Readers may be totally unfamiliar with the term ‘David French-ism.’ That doesn’t mean you can ignore it. David French-ism and its proponents are one of the reasons conservatives and Christianity have been almost routed from the pubic square. David French-ism is the failure of corporate and think-tank conservatism that resulted in a revolt of the rank-and-file and the election of Donald Trump.
New York Post writer Sohrab Ahmari coined the term in an article titled: “Against David French-ism.” Naturally, French, a columnist for National Review, took umbrage. Last week the Institute of Human Ecology sponsored a face-off in Washington, DC.
Ahmari defined David French-ism as, “A program for negotiating Christian retreat into a safe private sphere.” It’s his belief, “Too much intellectual firepower has been devoted to lawyers. There are cultural battles that can’t be fought in the courtroom, but must be fought anyway.”
Ahmari’s problem at the debate was a mirror image of French’s. He was all strategy with no tactics. And French was all tactics and no strategy.
It would have been useful for Ahmari if he’d spent some time mapping out steps conservatives could take to begin the outside-the-courtroom offensive. What Ahmari offered instead was a passionate, sincere warning about our “5-alarm culture fire.”
In contrast, French was smug, superior, condescending and worst of all lawyerly. In this current age lawyers are our gnostic rulers. French revels in his command of special wisdom and jealously guards it. French is doubly gnostic because he also has the secrets of “classical liberalism,” a term that means nothing to most of conservative America.
When Ahmari discussed particulars, French responded with the big picture. When Ahmari focused on the big picture, French got particular. It might be a great media debate technique, but it just made French look slippery and disingenuous.
Much of the evening revolved around Drag Queen Story Hour. This is an unholy event where deviants are brought into a public library to expose very small children to the joys of the alphabet lifestyle. Drag queens entertaining children was Ahmari’s cultural fire alarm, while French couldn’t be bothered.
He pooh-poohed Ahmari’s concern. “That’s the threat? I just don’t see it. It’s one of the choices people make in a free society.”
As he dismissed the example of deviants being celebrated by government at the expense of children I was reminded of something R. R. Reno wrote regarding “our fifty-year-long celebration of transgression. We have removed the moral guardrails in our society. It’s no surprise that more and more people are skidding off the road.”
Ahmari would like to replace the guardrails.
French contends conservatives should do everything in their power to preserve “viewpoint neutrality”, which is the welcome mat for drag queens. It’s the legal doctrine he’s used to win court cases requiring government to allow Christian organizations to use some abandoned storeroom for a Bible study.
Ahmari feels French-ism’s piecemeal gains “are not proportionate to the reverses we’ve suffered.” While French is impervious to the fact that 50 years ago Christians had the entire building.
Mark Bauerlein agrees with Ahmari, “David French’s commentary on the Oberlin College penalty pinpoints exactly the problem.
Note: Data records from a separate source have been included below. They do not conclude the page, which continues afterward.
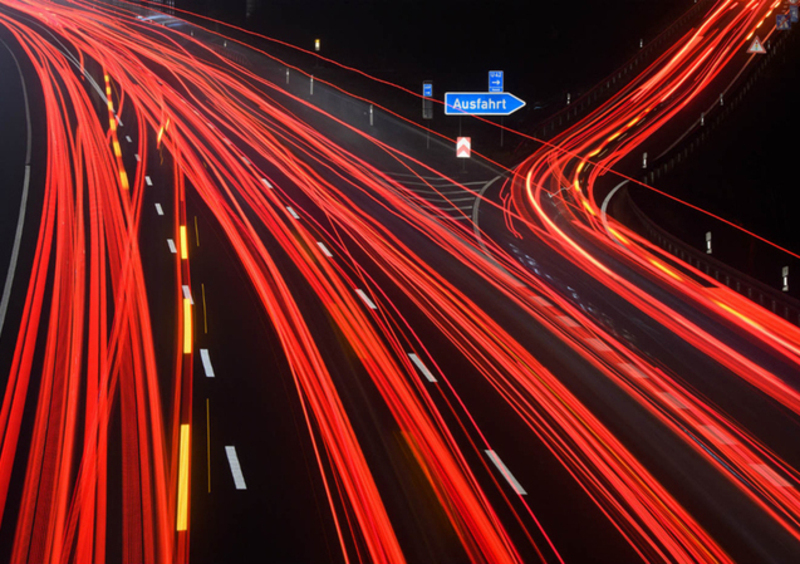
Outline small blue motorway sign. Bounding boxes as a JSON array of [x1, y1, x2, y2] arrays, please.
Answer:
[[488, 71, 504, 93], [777, 14, 791, 30]]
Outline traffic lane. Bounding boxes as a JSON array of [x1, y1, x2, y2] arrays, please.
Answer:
[[326, 235, 644, 563], [553, 191, 800, 396], [184, 191, 350, 564], [532, 185, 800, 407], [0, 22, 56, 562], [467, 187, 800, 561], [250, 177, 639, 561], [485, 185, 800, 470], [279, 167, 800, 562], [117, 77, 352, 562], [584, 222, 799, 379], [184, 179, 496, 563]]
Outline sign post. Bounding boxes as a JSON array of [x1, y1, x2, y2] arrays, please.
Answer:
[[422, 81, 433, 120], [422, 81, 433, 148]]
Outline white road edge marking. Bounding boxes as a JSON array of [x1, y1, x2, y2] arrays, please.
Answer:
[[182, 284, 194, 304], [155, 203, 164, 215], [356, 289, 377, 310], [485, 450, 527, 495], [316, 242, 333, 258], [224, 446, 247, 490], [286, 206, 300, 219], [145, 175, 153, 186], [408, 353, 437, 383], [200, 349, 215, 377], [167, 239, 177, 254]]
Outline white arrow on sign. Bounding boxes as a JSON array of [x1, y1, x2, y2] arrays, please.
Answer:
[[456, 137, 471, 158]]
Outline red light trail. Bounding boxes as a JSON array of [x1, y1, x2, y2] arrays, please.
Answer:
[[0, 0, 797, 562]]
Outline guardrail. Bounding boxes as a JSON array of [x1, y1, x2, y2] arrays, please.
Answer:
[[623, 190, 800, 327]]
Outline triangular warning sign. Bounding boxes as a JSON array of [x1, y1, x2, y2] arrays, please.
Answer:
[[748, 36, 766, 54]]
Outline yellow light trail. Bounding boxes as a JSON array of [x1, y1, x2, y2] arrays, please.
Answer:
[[176, 424, 190, 531], [649, 258, 683, 282], [206, 399, 211, 493], [180, 225, 188, 259], [608, 227, 630, 245], [183, 298, 192, 354]]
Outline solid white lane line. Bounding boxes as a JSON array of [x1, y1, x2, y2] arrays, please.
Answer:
[[585, 338, 611, 352], [700, 424, 736, 445], [356, 289, 377, 310], [200, 349, 215, 377], [145, 175, 153, 186], [155, 203, 164, 215], [557, 316, 580, 327], [485, 450, 527, 495], [316, 242, 333, 258], [125, 135, 132, 143], [224, 446, 247, 490], [286, 206, 299, 219], [617, 362, 648, 379], [261, 178, 273, 189], [659, 392, 688, 410], [167, 239, 177, 254], [408, 353, 437, 383], [182, 284, 194, 304], [750, 464, 791, 487]]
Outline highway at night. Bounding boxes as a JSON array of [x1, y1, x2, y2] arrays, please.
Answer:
[[0, 0, 799, 562]]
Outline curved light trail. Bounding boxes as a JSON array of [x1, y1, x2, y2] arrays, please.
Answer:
[[0, 0, 798, 562]]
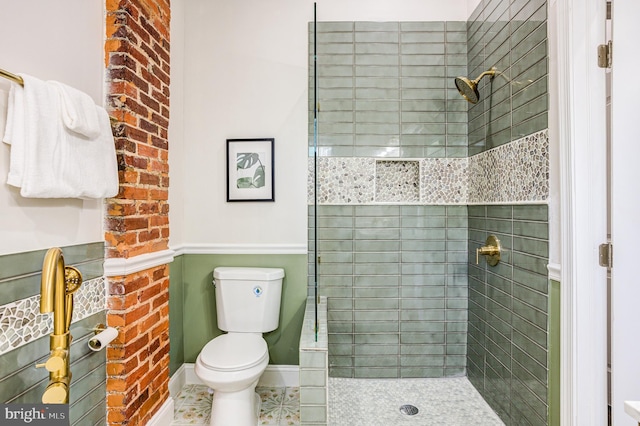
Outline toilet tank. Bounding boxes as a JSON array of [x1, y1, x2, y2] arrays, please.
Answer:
[[213, 267, 284, 333]]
Conservatives have lost battle after battle in higher education for 50 years, and when we get the rare pushback against leftist tyranny, establishment conservatives hail it as a game-changer. They have been proven wrong again and again.”
Besides libraries already exercise viewpoint discrimination. That’s the reason you don’t find Huster magazine in the periodical rack.
Ahmari likened French’s drag queen disinterest to his previous failure to recognize the impact of homosexual marriage in 2006. French later admitted that his laissez-faire attitude to a disaster for Christians was wrong. French ignored him.
He is a proceduralist who’s learned nothing. French is always on the deck of the battleship Missouri fighting for better surrender terms while the ruins of the culture smolder behind him. That’s why he’s still working to defeat Trump in 2020. The conservative judges Trump appointed are irrelevant.
When a lawyer in the audience said, “you spilled a lot of words talking about due process” but due process is at the mercy of judges. “When you have lawless judges on the courts nobody has due process.”
French airily dismissed her, “I reject the notion that everything stands or falls any given four years of judicial appointments.”
And there is smug, superior French-ism in all its glory. It’s why voters rejected it in 2016 even before Ahmari decided it was worth rejecting.
French’s hands remain pure, unsullied by any Trump support. He’s already negotiated his small comfy perch. The rest of you should do likewise.
Besides the central tenant of French-ism is: In the long run, we’re all dead.